Zijn eerste oponthoud in Parijs viel Rilke zwaar, aangezien de vreemde en grote stad veel verschrikkingen verborg. Deze ervaringen heeft Rilke later in het eerste deel van zijn enige roman De aantekeningen van Malte Laurids Brigge (Die Aufzeichnungen des Malte Laurids Brigge) weergegeven. Tegelijkertijd echter zorgde de ontmoeting met het moderne voor talrijke prikkels: Rilke verdiepte zich eerst grondig in de beeldhouwwerken van Auguste Rodin en daarna in het werk van de schilder Paul Cezanne (1839-1906). Langzamerhand werd Parijs de belangrijkste woonplaats van de dichter. Van 1905 tot 1906 werd Rilke tot secretaris bij Auguste Rodin benoemd, die tegelijkertijd een idealistische vaderfiguur voor hem was. Kort nadat Rilkes echte vader gestorven was brak Rodin in mei 1906 de dienstbetrekking abrupt af. Voor de evolutie van Rilke als dichter is de de samenwerking met Rodin van uitermate groot belang gebleken. Rodin wees hem op het belang van het observeren in de kunst. Dit leidde ertoe dat Rilke zijn poëtische opvattingen veranderde. Terwijl zijn vroegere gedichten sterk emotioneel geladen zijn, vertrekt hij nu van een object (een plant, een dier, een carrousel) waarvan hij na intense objectieve observatie het meest essentiële, de kern probeert weer te geven zodat een soort dialoog ontstaat tussen dichter en object. Een typisch voorbeeld van deze zogenaamde 'dinggedichten' is het beroemde gedicht 'Der Panther'.

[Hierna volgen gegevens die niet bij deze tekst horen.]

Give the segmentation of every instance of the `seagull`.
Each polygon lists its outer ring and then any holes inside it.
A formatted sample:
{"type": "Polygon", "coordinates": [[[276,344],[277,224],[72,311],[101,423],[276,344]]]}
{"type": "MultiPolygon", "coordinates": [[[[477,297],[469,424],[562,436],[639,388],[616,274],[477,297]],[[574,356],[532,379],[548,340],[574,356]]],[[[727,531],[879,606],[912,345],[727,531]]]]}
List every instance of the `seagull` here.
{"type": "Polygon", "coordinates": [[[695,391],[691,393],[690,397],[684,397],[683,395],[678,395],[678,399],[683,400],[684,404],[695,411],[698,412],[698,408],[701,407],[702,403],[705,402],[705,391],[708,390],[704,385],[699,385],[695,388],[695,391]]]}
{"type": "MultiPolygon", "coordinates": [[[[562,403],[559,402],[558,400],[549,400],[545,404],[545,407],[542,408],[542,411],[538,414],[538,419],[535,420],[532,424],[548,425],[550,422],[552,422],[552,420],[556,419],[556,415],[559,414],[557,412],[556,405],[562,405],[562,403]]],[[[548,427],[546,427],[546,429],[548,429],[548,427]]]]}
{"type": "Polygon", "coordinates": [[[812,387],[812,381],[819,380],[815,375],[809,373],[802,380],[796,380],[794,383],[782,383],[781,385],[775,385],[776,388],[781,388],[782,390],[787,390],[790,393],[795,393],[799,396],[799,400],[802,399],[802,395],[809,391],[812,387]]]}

Zijn belangrijkste dichtwerken uit de tijd in Parijs zijn de Nieuwe gedichten (Neuen Gedichte) (1907), De nieuwe gedichten. Het andere deel (De neuen Gedichte anderer Teil) (1908) de beide Requiem-gedichten (1909) en de vermelde roman Die Aufzeichnungen des Malte Laurids Brigge), waar hij in 1904 al aan was begonnen, maar die hij pas in januari 1910 voltooide.

1910-1919: Innerlijke en uiterlijke omwentelingen

Na het verschijnen van de Aantekeningen kwam Rilke in een langdurige periode waarin het hem aan scheppingsvermogen ontbrak, een periode die pas in februari 1922 eindigde, toen hij de Elegieën van Duino (Duineser Elegien) voltooide, waarmee hij reeds in 1912 begonnen was. Deze gedichtencyclus dankt zijn naam aan zijn verblijf van oktober 1911 tot mei 1912 op het slot Duino van de gravin Marie von Thurn und Taxis, dat bij Triëst ligt.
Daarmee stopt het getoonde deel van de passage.